Visits and visitors to school are promoted, to enrich our history curriculum and further deepen that historical enquiry, through the use of questioning and listening to eye witness accounts and experiences.
The Early Years Foundation Stage (EYFS) follows the ‘Development Matters in the EYFS’ guidance which aims for all children in reception to have an ‘Understanding of the World; people and communities, the world and technology’ by the end of the academic year.
Teachers, in parallel classes, plan together to create engaging and informative teaching and learning opportunities which take into account prior learning, plan for opportunities for assessment and identify suitable future targets.
At Lowton West we strive to create a supportive and collaborative ethos for learning by providing investigative and enquiry based learning opportunities. Emphasis is placed on analytical thinking which helps children gain a coherent knowledge and understanding of Britain’s past and that of the wider world and fires children’s curiosity to know more about the past. Through this study our Historians learn to ask perceptive questions, think critically, weigh evidence, sift arguments, and develop perspective and judgement.
Year 3 History Alive
Yesterday, ‘History Alive’ visited the Year 3 children and gave them the opportunity to explore Egyptian life and examine Ancient Egyptian artefacts. The children thoroughly enjoyed dressing up as Egyptian children, acting out their daily jobs and looking at artefacts such as canopic jars and scarob beetles
Year 6 Greek Day
Year 6 enjoyed a performance by Past Productions all about ‘The Godly Greeks’! They learned about many Greek stories and then took part in a drama workshop. Many of the children dressed up in their Greek costumes and looked fantastic.

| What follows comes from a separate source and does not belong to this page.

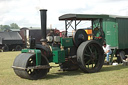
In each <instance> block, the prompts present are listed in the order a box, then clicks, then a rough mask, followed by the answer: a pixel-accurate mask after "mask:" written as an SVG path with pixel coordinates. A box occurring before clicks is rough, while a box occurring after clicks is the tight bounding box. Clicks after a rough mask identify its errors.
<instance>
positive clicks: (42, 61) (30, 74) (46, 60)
mask: <svg viewBox="0 0 128 85" xmlns="http://www.w3.org/2000/svg"><path fill="white" fill-rule="evenodd" d="M41 65H48V62H47V60H46V59H45V58H44V57H42V60H41ZM13 66H16V67H20V68H28V67H32V66H36V55H35V54H31V53H21V54H19V55H18V56H17V57H16V59H15V60H14V63H13ZM13 70H14V72H15V73H16V75H18V76H19V77H21V78H25V79H31V80H36V79H40V78H43V77H45V76H46V75H47V72H48V70H49V69H16V68H13Z"/></svg>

In the afternoon they produced their own comic strips of Greek stories which they had been researching and made Greek vases in their art lesson.
Thank you to Mrs Meighen for organising this event. We would also like to thank the Friends Association for funding this
Year 4 History Alive
On Tuesday Year 4 were extremely lucky to have a visit from History Alive Stone Age to Iron Man.
The children enjoyed dressing up in role play as people from these periods.
They also handled artefacts such as bronze pots, axes, spears and clubs.
The children learnt a lot from this experience.
Thank you to Mrs Meighen for organising this event.
Year 2 History Alive
Year 5 History Alive
On Monday, Year 5 were taken back in time to Victorian times and spent half a day experiencing what life was like in a Victorian classroom. Miss Banks, their Victorian teacher, showed the children some of the activities which Victorian children would have experienced - from morning inspection, to mental arithmetic and handwriting with dip pens and ink. The children all dressed up in typical Victorian clothing: aprons and mopcaps for the girls; waistcoats, flat caps and mufflers (ties) for the boys. Throughout their sessions, the children responded very well to the strict style of teaching and were quite shocked at some of the things they were told about how children were treated. Luckily, the children's behaviour was superb and no Victorian punishments were required! We would like to thank Mrs Meighen for arranging this experience for the children. It was certainly worthwhile and taught the children a great deal in a short space of time.